Petrified, she found she could only shake her head. “Why?” she managed, her throat small and clogged with fear.
—Because I need you. Just like you need me. There’s no escaping the truth, Kelly. We’re both the same person. The difference is, you’ve worked long and hard to forget about me. But I haven’t forgotten about you. Can’t you see that now? Can’t you see all I’ve done?
“Killed people,” she said. “You—you killed…people…”
—I wanted everything just as it had been back then. Only better. We’re both stronger now, don’t you see? You just have to learn to go with what you feel, to use your power…
“What else have you done?”
—It only gets better. I promise.
“Come out,” she said. “Show yourself.”
—Why? Are you afraid to come inside the house? Are you afraid to see what’s next? You know, don’t you? I’ve knocked it all up a notch just for you. So come inside our little home. It’s your house, really. You built it.
Three dead men leading the way to the gingerbread house. Knocked it all up a notch, she thought, and remembered the dead squirrel that had been hanging from vines just inside the doorway of the house when she’d followed Simon inside all those years ago. The squirrel, dangling with its belly split open and its bowels hanging out. Knocked it all up a notch just for you.
The image of Becky, prone and helpless in bed and covered in bruises, roused Kelly and forced her to take another step toward the house. The red light was hot on her skin now, and she could see that most of the snow and ice had melted away from the front of the house.
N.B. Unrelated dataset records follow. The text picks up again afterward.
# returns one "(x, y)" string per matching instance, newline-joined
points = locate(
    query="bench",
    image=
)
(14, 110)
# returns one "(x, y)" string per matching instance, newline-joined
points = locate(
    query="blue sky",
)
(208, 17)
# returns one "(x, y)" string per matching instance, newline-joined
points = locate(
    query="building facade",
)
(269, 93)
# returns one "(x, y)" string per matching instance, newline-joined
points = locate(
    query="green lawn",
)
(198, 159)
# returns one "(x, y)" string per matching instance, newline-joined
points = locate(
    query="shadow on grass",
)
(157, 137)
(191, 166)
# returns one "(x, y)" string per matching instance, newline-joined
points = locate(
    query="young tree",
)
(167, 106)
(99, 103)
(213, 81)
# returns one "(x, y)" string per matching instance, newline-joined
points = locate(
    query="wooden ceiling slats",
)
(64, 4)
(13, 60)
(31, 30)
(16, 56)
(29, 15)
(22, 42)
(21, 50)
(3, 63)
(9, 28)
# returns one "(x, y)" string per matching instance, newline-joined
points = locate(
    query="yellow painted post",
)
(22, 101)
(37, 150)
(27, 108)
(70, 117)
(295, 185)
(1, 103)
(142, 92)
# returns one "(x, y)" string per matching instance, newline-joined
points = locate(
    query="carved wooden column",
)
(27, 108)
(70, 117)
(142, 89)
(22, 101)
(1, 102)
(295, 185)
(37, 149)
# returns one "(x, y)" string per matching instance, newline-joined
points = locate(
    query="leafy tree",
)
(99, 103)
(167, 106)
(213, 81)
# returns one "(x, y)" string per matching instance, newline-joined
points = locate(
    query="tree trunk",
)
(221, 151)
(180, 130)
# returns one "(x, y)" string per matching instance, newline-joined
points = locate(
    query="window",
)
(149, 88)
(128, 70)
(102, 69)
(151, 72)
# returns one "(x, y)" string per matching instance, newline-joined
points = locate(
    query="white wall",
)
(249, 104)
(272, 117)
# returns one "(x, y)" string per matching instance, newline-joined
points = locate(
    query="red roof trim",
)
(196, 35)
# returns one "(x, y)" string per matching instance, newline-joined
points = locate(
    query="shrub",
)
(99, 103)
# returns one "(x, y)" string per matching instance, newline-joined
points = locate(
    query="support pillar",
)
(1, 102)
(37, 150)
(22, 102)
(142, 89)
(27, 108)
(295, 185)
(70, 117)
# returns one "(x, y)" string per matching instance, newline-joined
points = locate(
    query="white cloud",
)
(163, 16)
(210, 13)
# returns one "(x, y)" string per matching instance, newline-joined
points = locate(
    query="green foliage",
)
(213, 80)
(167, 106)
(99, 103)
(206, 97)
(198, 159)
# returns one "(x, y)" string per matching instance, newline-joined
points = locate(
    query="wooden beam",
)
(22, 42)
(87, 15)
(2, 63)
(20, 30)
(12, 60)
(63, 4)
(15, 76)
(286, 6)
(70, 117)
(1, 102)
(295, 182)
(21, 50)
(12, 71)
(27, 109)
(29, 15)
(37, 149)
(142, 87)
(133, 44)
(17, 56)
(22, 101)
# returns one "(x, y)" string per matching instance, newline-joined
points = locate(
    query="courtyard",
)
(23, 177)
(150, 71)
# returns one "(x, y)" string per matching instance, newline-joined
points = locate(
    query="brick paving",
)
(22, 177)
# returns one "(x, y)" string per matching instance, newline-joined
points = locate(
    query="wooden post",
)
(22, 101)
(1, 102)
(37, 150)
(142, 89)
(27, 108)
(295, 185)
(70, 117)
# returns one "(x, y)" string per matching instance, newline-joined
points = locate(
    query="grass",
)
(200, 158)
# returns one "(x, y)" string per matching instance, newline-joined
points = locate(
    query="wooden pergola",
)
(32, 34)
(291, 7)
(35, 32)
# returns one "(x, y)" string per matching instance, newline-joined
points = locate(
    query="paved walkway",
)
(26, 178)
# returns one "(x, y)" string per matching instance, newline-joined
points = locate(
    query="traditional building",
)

Becky—that was what drove her.
“I should have never left her here for you,” she growled. “And I should have never left you here for her.”
—She has the same power, Simon said, but she’s nowhere as strong as you.
“You hurt her. You used her to bring me back here.”
She crested the embankment and hopped down the other side. Now, the house loomed before her, much larger than she ever remembered. It seemed as wide as a school bus, with windows that scaled up past the treetops. Its facade was black as tar, no longer made of sweets, but of stone and wood and moss and rot and blood and bone. Staring at it, she felt something deep inside her give way, like an elevator dropping several floors. She braced herself for the crash, but none came. Not from inside her, anyway; the outside world had crashed, though. Everything around her screamed in agony. The brook ran thick with blood, she knew at that moment. For some reason, that notion left her with little hope.